Воскрешение королевы (Белли) - страница 105

Тоска по сыну, враждебность фламандского двора, смешки и сплетни фрейлин, грубая страсть Филиппа, воспоминания о полных гнева глазах матери, отсутствие верной Беатрис погрузили меня в пучину беспросветного одиночества. Спасти меня мог только Теодор и волшебные отвары из ароматных трав, которые он мне готовил. От них я погружалась в блаженный полусон, боль отступала, и на смену ей приходили светлые видения прошлого. Я слышала смех брата Хуана, играла со своим мулом Саритой, обнимала кормилицу. Я возвращалась в дни младенчества моих детей, когда мы с ними еще были единым целым, и они любили меня, не опасаясь, что я снова исчезну.

Я пребывала в сладкой полудреме дни напролет, наблюдая жизнь двора сквозь пелену густого тумана, будто смотрела скучный спектакль с бездарными актерами. Я чувствовала себя вольной пташкой, которая порхает над лугом. Но поблизости кружило воронье. В один прекрасный вечер меня навестил Педро Мученик, чтобы передать письмо от моего друга гуманиста Эразма Роттердамского и заодно сообщить мне на ушко то, о чем давно говорил весь двор: в мое отсутствие Филипп, не удовлетворяясь продажной любовью, неосторожно завел интрижку с одной из моих нынешних фрейлин. Священник считал такое поведение недопустимым. Пока был жив Буслейден, ему удавалось держать Филиппа в узде. Теперь мне предстояло позаботиться о себе самой: нельзя было допустить, чтобы неверность эрцгерцога лишила его супругу уважения подданных. Пусть фламандцы видят, что мы, испанцы, не станем мириться с их пороками.

Слова священника обожгли меня, как укус скорпиона. Слезы кололи мне веки, словно осколки стекла, удары сердца глухо отдавались в висках. Собственное тело перестало подчиняться мне, превратившись в воплощенный гнев, голый гнев без кожи и крови.

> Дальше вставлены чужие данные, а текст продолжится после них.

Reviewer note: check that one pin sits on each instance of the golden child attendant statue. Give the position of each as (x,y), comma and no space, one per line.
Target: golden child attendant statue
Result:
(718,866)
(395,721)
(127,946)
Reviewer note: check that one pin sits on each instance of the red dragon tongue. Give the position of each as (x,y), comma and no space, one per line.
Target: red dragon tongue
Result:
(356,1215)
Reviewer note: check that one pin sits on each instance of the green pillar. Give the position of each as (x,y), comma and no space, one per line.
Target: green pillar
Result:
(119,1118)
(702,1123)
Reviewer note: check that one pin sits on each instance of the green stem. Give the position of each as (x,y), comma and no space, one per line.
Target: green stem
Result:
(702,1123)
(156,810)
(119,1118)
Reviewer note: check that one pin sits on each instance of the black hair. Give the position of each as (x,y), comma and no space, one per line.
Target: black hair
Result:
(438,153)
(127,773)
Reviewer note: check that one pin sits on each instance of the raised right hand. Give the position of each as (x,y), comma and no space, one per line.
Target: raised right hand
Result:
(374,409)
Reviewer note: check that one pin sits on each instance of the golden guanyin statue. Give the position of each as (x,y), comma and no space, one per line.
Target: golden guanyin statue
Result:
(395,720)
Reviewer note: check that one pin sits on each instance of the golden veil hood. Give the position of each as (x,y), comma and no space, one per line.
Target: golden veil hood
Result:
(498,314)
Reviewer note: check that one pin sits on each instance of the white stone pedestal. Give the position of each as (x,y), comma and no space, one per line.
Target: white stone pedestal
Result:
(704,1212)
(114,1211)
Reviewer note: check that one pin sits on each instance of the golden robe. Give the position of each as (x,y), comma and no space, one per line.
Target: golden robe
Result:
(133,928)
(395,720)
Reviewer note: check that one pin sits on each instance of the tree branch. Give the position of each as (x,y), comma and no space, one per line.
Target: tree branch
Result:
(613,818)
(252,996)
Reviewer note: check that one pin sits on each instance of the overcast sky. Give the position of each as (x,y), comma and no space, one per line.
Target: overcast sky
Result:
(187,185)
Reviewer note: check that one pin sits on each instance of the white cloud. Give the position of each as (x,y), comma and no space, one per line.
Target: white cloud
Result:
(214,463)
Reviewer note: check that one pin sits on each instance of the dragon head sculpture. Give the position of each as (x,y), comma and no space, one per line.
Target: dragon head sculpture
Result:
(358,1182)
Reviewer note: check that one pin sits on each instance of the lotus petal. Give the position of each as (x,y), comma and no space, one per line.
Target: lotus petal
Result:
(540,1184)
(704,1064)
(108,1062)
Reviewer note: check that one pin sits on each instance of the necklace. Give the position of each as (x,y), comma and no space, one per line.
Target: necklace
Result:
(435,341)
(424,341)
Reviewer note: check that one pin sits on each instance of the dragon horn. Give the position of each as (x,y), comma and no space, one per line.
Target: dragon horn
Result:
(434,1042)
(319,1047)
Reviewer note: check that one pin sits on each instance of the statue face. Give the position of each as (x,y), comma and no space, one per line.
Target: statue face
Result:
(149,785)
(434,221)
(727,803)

Я долго не могла пошевелиться. Только теперь мне стало ясно, отчего придворные многозначительно замолкают в моем присутствии. Я догадывалась, о ком говорит Педро. Рыжая кошечка с прозрачной кожей, веснушками на спине и порочным треугольным личиком. Что нашел в ней Филипп? Как он мог променять меня на нее? Побочные сыновья моего отца служили в дворцовой страже; их происхождение было главной загадкой моего детства. Мысль о рыжем ребенке, похожем на наших детей, была отвратительна до тошноты.

На прощание Педро Мученик пожелал мне благоразумия.

Я позвала Теодора и рассказала ему обо всем. «Вас слишком долго не было», — покачал головой лекарь. Я понимала, что потребности плоти не всегда связаны с любовью, и знала, что требовать от Филиппа целомудрия бесполезно. Конечно, мне хотелось бы, чтобы муж желал только меня, но мужчинам нужно, чтобы кто-то согревал их простыни холодными ночами.